Towards Intrinsic Interactive Reinforcement Learning

Poole, Benjamin, Lee, Minwoo

arXiv.org Artificial Intelligence 

Meanwhile, applications of RL have only begun to expand beyond these constrained game environments to more diverse and complex real-world environments such as chip design [86], chemical reaction optimization [133] and performing long-term recommendations [45]. To further progress towards these more complex real-world environments, greater alleviation of challenges currently facing RL (e.g., generalization, robustness, scalability, and safety) is needed [7, 27, 72, 108]. Moreover, we can expect that as the complexity of environments increases, the difficulty in alleviating these challenges will increase as well [27]. For the purpose of this paper, we broadly define known RL challenges as either an aptitude or alignment problem. Aptitude encompasses challenges concerned with being able to learn.

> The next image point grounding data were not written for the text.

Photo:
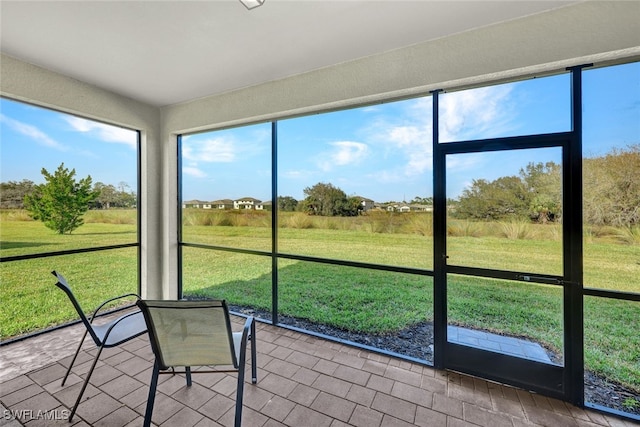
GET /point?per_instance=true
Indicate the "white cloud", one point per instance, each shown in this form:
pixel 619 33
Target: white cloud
pixel 212 150
pixel 193 171
pixel 344 153
pixel 476 113
pixel 32 132
pixel 103 132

Aptitude includes ideas such as robustness, the ability of RL to perform a task (e.g., asymptotic performance) and generalize within/between environments of similar complexity; scalability, the ability of RL to scale up to more complex environment; and aptness, the rate at which a RL algorithm can learn to solve a problem or achieve a desired performance level. Likewise, alignment encompasses challenges concerned with learning as intended [7, 27, 72]. The hypothetical paperclip agent [18] is a classic example of misalignment.